Herkesi ciddiyete davet ettiğini belirten Demirtaş, Twitter hesabında şunu paylaştı:
“Serbest piyasa ve bankalarda oluşan çift dolar kuru sağlıklı değil. Bu konunun çözülmesi lazım. Bankalarda dolar kuru 19,39’dan, Kapalıçarşı’da 20,09’dan bozuluyor. İnsanlar bavulla çarşıya gidiyor!”
Mahfi Eğilmez ise “Çift paralı bir piyasa sistemi içinde ilk hata faizi enflasyonun altında belirlemektir. O zaman önce kur ve ardından enflasyon fırlar. İkinci hata kuru ve piyasaları baskılamaya çalışmaktır. O zaman karaborsa oluşur. Üçüncü hata bu iki hatada ısrar etmektir. En kötüsü budur” ifadelerini kullandı.
Ekonomist Mustafa Sönmez ise Türkiye’nin CDS’ine dikkati çekti. Dünyanın yüzde 3 ile borçlandığını hatırlatan Sönmez, Erdoğan’a şu şekilde seslendi: “Sen borç istersen sana yüzde 8-9. Neden? Senin risk primin 5-6 puan. Yani güvenilmezsin” dedi.
“Çalışanlar hayal bile kuramıyor”
Erdoğan’ın çıkışını Independent Türkçe’ye değerlendiren ekonomist Prof. Dr. Esfender Korkmaz’a göre iktidarının faiz inadı yüzünden Türk lirası yüzde 40 oranında daha düşük duruma geldi.
Cari açığın sürekli arttığını, Türkiye’nin pek çok kaynağını kaybettiğini, kur artışının enflasyonu yükselttiğini bunun sonucunda ise ücret-fiyat dengesi bozulduğunu vurgulayan Korkmaz, “Çalışanlar ev ve araba hayali dahi kuramıyor. Halk daha da yoksullaştı” dedi.
“Temerrüt riski var”
“İthal girdi oranı yüzde 45’lere yükseldi” diyen Korkmaz, “Üretim dışa bağımlı oldu. Sanayisizleşme başladı. Son çeyrek sanayide büyüme eksi oldu. Bütün bu nedenlerle fiili işsizlik oranı yüzde 17’nin üstünde seyrediyor. İdeolojik eğitim nedeniyle genceler Türkiye’yi terk ediyor, beyin göçü yaşanıyor. Dış borçlarda temerrüt riski var. Çünkü Merkez Bankası rezervleri ekside ve CDS oranı 550 baz puandır” diye konuştu.
“Her şey yolunda değil”
Prof. Dr. Aziz Konukman ise “Ekonomide her şey yolunda iddiası doğru değil. Her şey yolundaysa neden kopyala yapıştır yöntemiyle yeni bir seçim beyannamesi yayınlandı” diye sordu.

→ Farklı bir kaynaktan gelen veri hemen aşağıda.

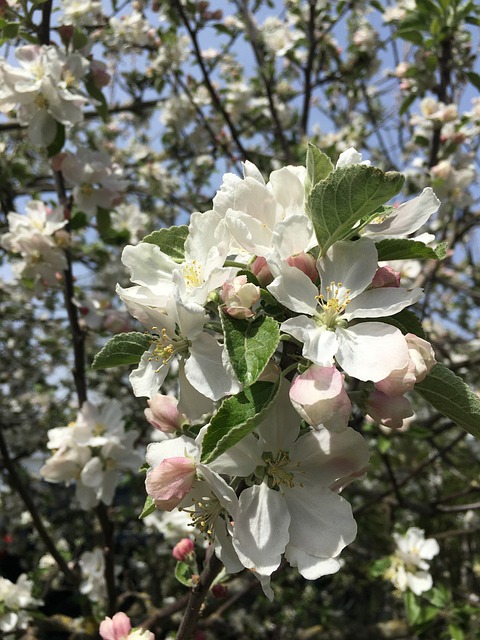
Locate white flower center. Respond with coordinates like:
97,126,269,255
262,451,302,493
179,493,224,544
148,327,188,366
317,282,350,331
183,260,203,289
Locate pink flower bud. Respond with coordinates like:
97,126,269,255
375,333,436,398
90,60,111,89
367,391,413,429
287,251,318,282
370,267,400,289
250,256,273,287
145,457,195,511
172,538,195,562
222,276,260,318
145,393,188,433
99,611,132,640
290,365,352,432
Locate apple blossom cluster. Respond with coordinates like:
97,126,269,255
94,146,440,597
385,527,440,596
0,573,42,637
0,200,70,294
40,400,141,510
0,44,90,146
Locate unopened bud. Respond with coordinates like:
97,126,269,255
287,251,318,282
145,393,188,433
222,276,260,318
250,256,273,287
370,267,400,289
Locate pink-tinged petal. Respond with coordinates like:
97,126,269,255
336,322,408,382
318,238,378,302
285,543,341,580
345,287,423,320
144,393,188,433
267,267,318,316
129,344,169,398
366,391,413,429
280,316,338,367
290,365,352,431
290,428,370,487
145,458,196,511
233,482,290,576
100,611,132,640
364,187,441,240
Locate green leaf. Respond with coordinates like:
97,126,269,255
142,225,188,262
305,142,333,204
96,207,113,242
221,313,280,387
307,164,404,255
201,378,281,464
375,238,447,261
47,122,65,158
92,331,152,369
414,363,480,438
138,496,155,520
466,71,480,91
175,562,193,587
448,624,465,640
398,93,417,116
403,591,422,625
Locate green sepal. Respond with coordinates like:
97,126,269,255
307,164,404,256
142,225,188,262
221,313,280,387
375,238,448,261
92,331,152,369
138,496,156,520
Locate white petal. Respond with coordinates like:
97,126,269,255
272,213,317,260
285,478,357,558
185,333,241,400
233,483,290,576
122,242,178,293
129,345,170,398
280,316,338,367
344,287,423,320
335,147,368,169
290,428,369,487
285,543,341,580
318,238,378,302
407,571,433,596
364,187,441,240
267,266,320,316
336,322,408,382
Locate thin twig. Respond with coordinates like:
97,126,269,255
177,547,223,640
0,427,80,585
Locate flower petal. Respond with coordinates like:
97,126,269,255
336,322,408,382
233,482,290,576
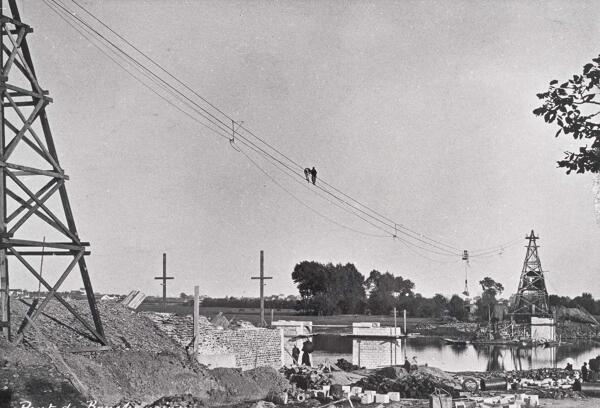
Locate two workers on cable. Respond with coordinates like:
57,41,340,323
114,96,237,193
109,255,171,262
304,166,317,185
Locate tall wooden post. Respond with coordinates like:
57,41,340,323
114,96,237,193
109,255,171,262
154,254,175,312
0,0,10,339
194,286,200,360
250,250,273,326
0,0,107,344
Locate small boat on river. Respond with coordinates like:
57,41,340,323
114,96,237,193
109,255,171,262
444,339,470,346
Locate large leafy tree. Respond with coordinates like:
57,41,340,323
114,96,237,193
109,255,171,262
292,261,366,315
365,270,415,314
448,295,467,320
533,56,600,174
478,277,504,320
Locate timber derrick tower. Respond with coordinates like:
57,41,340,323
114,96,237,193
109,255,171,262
512,230,551,320
0,0,106,344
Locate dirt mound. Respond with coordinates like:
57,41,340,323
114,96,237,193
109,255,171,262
0,301,288,407
145,394,206,408
0,339,85,406
210,367,290,401
377,367,408,380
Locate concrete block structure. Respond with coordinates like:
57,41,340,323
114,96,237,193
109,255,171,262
271,320,313,365
352,323,404,368
145,313,284,370
531,317,556,341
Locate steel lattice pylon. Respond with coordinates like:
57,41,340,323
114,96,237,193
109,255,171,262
512,230,550,317
0,0,106,344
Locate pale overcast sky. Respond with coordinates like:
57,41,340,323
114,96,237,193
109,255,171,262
11,0,600,297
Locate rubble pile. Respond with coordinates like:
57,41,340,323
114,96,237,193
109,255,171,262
335,358,360,371
281,365,331,390
144,394,205,408
353,371,462,398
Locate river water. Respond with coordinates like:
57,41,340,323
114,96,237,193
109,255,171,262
313,334,600,372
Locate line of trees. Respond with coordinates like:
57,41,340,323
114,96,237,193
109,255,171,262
292,261,482,320
548,292,600,315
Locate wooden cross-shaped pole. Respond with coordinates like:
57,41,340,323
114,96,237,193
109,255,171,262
154,254,175,312
250,250,273,326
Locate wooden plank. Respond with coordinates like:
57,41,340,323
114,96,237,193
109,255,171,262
0,161,69,180
9,5,107,344
2,95,43,160
7,178,64,234
11,248,83,344
0,14,11,340
3,26,26,76
63,346,112,353
6,239,90,251
6,172,79,243
4,83,52,102
6,180,60,231
6,251,91,256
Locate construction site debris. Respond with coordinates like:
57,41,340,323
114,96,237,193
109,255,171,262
121,290,146,310
335,358,360,371
144,394,205,408
353,369,462,398
281,365,331,390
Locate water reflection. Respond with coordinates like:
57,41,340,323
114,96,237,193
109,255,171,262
314,334,600,371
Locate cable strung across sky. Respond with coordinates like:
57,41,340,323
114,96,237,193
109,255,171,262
43,0,520,262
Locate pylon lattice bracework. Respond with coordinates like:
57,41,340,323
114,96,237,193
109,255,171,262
0,0,106,344
512,230,550,317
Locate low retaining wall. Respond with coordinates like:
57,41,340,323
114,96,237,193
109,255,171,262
145,313,284,370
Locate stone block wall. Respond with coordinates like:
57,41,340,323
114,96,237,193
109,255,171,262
146,313,284,370
272,320,313,365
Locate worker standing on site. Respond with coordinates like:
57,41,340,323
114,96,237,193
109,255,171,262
302,340,314,367
402,357,410,373
310,166,317,185
581,363,588,382
292,344,300,365
410,356,419,371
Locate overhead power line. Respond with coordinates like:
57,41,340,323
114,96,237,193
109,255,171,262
44,0,506,257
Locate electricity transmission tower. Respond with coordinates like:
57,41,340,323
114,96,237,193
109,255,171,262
0,0,106,344
512,230,550,319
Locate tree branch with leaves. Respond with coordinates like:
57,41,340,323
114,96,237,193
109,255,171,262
533,56,600,174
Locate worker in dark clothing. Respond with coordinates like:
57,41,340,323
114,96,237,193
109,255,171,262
573,378,581,391
402,357,410,373
292,344,300,365
581,363,588,382
302,340,314,367
310,166,317,185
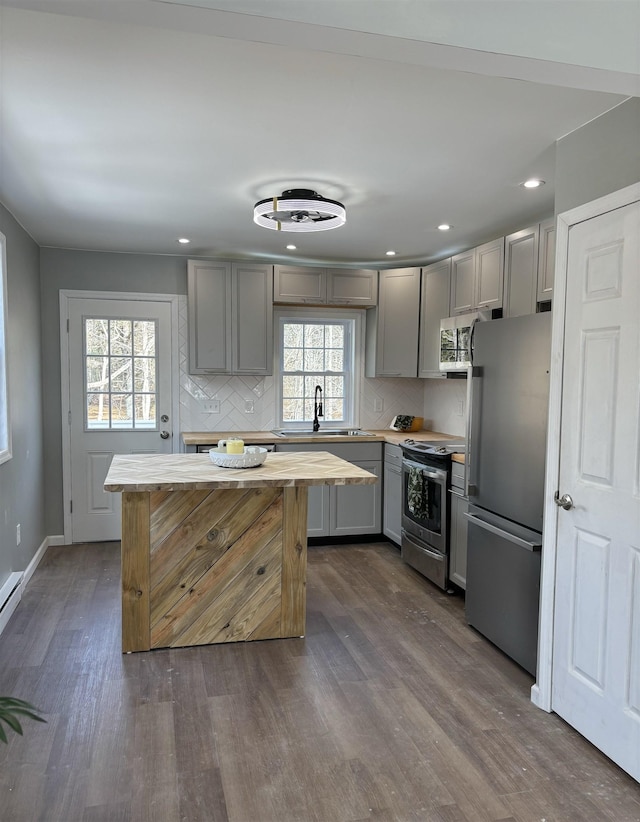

İktidarın 2023 hedeflerini sil baştan değiştirdiğini belirten Konukman, “İlk açıkladıklarında 10’uncu kalkınma planında yer almıştı. Sonra 11’inci planda yer aldı. Ayrıca orta vadeli programın 2023 hedeflerinde yer aldı. Her seferinde revize edildi çünkü hedefler tutmadı. Kişi başı milli gelir 25 bin dolar iken birden yarı oranında düşürdüler” ifadelerini kullandı.
“Yeni ekonomi modeli çöktü”
2023 programın neden revize edildiği hususunun da açıklanmadığını savunan Konukman, “Bu tüm programın çöktüğünü gösteriyor. Ekonominin iyi yolda olmadığı çok belli” yorumunda bulundu.
“Türkiye ekonomi modeli” olarak adlandırdıkları modelinde çöktüğünü dile getiren Konukman, şunları kaydetti:
Hatırlayalım yapılan açıklamalarda işsizlik azalacak, cari işlemler dengesini iyileşecek, hatta cari fazla verilecekti. İhracat patlayacaktı. İthal ikameci sanayileşme modeli değişmediği sürece ithal girdilere bağımlı Türkiye ekonomisin yapısal sorunları çözülmeden böyle bir hedef gerçekleşebilir mi? Açıklandığında da bunun gerçekleşmeyeceğini söylemiştik, nitekim olamayacağı da görüldü. Hedefler fiyaskoyla sonuçlandı. Durum budur.”